All the same, every cognitive battle in which I engage raises my level of agitation. For that reason, wittingly, or not, a portion of my resources necessarily gets directed toward soothing sentiments that might otherwise deter me from finishing an undertaking, and toward embracing external factors that might seem less important than penning additional remarks.


No matter the alternatives that I employ, I continue to have to actively campaign to quell my emotional upstarts so that they don’t completely conquer my concentration. In many instances, I triumph, whether by compartmentalizing visceral commotions or by temporalizing my responses to them. On occasion, despite my efforts, I break down. My private monsters succeed in frustrating me. More explicitly, I lose the fluidity I rely upon to carry me to a project’s completion.


Then and there, I save and close files, engross myself in folding laundry or in contacting dear ones. In a roundabout way, thereafter, I again take it upon myself to embrace my muse. More often than not, after being abandoned, that force wants nothing to do with me. Inhaling and exhaling, I force myself to be serene. I accept that I’ve run into a momentary obstruction.


So, I watch videos about goat husbandry on YouTube, check up on the periodicals that haven’t yet updated my submission status, and electronically crop photos. I contemplate preparing salads and sauces, but since I know that once I leave my physical refuge, it will be that much more difficult for me to return to my pages, I do little chopping or simmering. Now and then, I leave my safe haven, anyway.

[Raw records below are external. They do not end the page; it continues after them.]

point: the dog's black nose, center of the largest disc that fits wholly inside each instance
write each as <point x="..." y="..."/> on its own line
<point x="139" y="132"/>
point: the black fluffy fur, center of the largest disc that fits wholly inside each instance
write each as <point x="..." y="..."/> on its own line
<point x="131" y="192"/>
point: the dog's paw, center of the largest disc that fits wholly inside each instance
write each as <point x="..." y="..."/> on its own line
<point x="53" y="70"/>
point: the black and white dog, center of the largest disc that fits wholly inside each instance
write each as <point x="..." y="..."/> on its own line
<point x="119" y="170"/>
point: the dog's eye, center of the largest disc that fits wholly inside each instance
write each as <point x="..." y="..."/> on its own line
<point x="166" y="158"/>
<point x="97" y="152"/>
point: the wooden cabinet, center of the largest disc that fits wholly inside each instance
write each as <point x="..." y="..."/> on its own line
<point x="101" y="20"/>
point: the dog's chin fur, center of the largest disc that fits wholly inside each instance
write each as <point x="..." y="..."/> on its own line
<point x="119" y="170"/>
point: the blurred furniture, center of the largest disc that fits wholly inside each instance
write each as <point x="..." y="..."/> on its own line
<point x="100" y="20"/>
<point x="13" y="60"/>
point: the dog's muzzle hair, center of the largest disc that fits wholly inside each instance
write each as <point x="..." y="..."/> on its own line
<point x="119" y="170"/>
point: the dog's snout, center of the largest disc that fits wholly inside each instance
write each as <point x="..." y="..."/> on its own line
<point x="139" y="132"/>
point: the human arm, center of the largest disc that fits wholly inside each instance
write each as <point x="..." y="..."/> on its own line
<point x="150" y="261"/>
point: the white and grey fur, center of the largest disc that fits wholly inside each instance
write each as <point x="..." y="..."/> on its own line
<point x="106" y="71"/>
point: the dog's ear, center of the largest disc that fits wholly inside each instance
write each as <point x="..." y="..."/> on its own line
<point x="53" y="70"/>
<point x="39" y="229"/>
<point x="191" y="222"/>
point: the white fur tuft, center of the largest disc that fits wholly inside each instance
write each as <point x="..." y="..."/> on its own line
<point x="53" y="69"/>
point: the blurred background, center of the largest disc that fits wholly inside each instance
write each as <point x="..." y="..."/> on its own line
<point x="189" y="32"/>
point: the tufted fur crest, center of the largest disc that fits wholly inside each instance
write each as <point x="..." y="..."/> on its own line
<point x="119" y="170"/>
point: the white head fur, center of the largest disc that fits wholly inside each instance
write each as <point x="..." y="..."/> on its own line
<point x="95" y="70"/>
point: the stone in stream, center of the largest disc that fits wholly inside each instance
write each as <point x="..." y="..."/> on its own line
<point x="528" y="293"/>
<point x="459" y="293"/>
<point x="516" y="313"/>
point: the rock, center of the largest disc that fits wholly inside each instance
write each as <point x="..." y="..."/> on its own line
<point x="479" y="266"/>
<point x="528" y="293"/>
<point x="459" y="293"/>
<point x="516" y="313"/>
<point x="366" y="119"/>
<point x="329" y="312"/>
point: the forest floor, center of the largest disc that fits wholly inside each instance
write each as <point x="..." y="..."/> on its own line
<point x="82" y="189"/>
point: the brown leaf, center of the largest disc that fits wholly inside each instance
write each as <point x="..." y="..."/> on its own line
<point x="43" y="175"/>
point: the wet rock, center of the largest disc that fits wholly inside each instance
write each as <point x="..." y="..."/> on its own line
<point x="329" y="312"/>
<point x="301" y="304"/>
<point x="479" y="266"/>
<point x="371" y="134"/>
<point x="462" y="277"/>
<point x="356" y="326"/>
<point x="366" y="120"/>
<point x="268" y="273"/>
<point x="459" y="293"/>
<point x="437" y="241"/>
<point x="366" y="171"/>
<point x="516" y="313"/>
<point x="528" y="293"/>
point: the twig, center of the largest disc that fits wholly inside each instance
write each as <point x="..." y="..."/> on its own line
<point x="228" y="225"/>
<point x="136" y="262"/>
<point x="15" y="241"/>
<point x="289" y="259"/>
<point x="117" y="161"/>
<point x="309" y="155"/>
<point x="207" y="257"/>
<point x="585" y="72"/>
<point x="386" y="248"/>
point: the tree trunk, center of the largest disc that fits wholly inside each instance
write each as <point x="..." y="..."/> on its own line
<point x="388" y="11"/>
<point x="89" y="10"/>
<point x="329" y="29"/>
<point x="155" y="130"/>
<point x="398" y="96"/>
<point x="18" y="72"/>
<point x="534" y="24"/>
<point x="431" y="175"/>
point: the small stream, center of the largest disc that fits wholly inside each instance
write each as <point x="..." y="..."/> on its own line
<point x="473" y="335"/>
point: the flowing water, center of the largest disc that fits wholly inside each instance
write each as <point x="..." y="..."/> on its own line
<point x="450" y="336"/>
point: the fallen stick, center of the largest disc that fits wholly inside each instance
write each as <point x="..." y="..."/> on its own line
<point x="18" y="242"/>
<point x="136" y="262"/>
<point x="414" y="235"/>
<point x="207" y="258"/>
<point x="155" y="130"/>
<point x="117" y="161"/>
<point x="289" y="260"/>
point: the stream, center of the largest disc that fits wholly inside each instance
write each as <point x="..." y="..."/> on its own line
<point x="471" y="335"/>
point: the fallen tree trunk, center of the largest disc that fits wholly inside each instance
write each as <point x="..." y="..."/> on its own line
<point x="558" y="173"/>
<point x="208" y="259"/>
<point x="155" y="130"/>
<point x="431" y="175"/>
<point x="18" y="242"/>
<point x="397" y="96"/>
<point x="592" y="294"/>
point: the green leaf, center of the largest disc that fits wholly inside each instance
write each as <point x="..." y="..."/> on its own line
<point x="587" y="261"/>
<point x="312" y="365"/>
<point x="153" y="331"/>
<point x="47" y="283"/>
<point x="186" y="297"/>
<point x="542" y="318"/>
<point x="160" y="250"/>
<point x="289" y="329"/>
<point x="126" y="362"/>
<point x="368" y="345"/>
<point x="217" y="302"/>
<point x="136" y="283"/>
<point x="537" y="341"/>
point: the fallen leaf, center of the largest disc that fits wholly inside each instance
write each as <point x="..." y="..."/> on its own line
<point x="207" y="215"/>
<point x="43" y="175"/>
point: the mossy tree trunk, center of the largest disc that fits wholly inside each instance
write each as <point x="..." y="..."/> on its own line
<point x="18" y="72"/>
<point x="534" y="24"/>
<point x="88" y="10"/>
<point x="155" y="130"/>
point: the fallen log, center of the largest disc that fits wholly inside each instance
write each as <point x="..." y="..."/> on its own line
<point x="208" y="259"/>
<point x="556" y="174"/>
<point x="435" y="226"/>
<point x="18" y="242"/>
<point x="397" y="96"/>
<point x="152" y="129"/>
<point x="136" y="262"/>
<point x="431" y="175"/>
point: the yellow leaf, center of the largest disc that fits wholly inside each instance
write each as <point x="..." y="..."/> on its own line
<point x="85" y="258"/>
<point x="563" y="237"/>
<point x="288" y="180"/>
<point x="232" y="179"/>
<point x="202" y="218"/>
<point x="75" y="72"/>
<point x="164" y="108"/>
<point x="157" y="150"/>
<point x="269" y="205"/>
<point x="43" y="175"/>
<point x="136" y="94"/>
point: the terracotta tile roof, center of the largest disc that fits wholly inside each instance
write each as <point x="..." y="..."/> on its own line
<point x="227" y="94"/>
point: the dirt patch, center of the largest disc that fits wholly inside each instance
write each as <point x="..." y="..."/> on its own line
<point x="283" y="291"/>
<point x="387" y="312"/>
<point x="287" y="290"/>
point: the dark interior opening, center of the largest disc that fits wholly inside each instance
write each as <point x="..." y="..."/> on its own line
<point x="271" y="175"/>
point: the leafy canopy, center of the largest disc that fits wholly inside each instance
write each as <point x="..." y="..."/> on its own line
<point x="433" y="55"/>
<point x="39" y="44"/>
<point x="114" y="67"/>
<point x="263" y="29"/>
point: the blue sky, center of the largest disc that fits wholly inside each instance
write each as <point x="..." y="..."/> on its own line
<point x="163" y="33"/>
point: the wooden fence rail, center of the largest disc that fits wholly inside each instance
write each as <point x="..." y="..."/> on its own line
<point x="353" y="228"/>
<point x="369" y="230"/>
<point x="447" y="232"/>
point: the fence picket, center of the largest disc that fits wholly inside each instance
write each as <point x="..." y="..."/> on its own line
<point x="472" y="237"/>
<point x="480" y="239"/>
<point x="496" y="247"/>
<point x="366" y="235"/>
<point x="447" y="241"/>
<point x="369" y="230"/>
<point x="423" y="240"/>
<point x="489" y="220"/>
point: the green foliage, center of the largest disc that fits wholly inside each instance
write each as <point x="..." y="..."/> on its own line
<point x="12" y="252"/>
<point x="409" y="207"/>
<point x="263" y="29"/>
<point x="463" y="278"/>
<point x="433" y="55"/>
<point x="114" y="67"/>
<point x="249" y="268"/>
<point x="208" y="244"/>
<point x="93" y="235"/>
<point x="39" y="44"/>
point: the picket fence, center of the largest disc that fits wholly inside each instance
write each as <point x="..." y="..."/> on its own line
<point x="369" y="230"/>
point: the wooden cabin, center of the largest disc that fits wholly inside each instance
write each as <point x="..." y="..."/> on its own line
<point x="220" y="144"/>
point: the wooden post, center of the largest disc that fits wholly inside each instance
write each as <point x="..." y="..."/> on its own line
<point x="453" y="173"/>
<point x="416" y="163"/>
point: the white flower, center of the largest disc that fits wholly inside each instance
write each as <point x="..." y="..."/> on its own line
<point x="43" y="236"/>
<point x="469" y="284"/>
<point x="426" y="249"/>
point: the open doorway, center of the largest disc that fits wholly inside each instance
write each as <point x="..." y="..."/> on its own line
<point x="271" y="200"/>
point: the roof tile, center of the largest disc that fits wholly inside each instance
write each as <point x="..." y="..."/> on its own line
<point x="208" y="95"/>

Eventually, be it minutes or hours, I return to my exertions. Restarting takes more effort than does carrying on. I wish I didn’t have to pick up where I left off, and, instead, could always be moving supplely through descriptive phrases. Nonetheless, life’s vicissitudes are not mine to determine.


Principally, I am fruitful solely when both my external world and my inner one know harmony. Intermittent and impulsive tumult, viz., fluctuating amplitudes or bursting clatter, whether sourced by others or sourced by me, make me feel crazy. If I am not in my right mind when I compose, my texts splinter. To be creative, I need relative silence both externally and internally.


To wit, in the middle of the day, when the sun has climbed to its zenith, not only do few avians, who favor crepuscular hours and nighttime for their songfests, twitter, but, additionally, I’m not sufficiently besotted by typical working hours’ bustle to develop documents. Other folks’ commotions agitate me as does daylight’s impact on the stridencies I try to suppress. There’s no place for hullabaloo outside or inside of my palpable or of my intangible sanctuaries. I’m most efficient during the quiet of the night.


It’s me who clinches eventide’s muted minutes to push forward with my manuscripts. In my personal universe, the quiet of words, per se, is not merely brought into being by any maudlin lull that scintillae fabricate. That ataraxis, as well, is found in my consciousness whenever I’m able to draw ideas together in peace.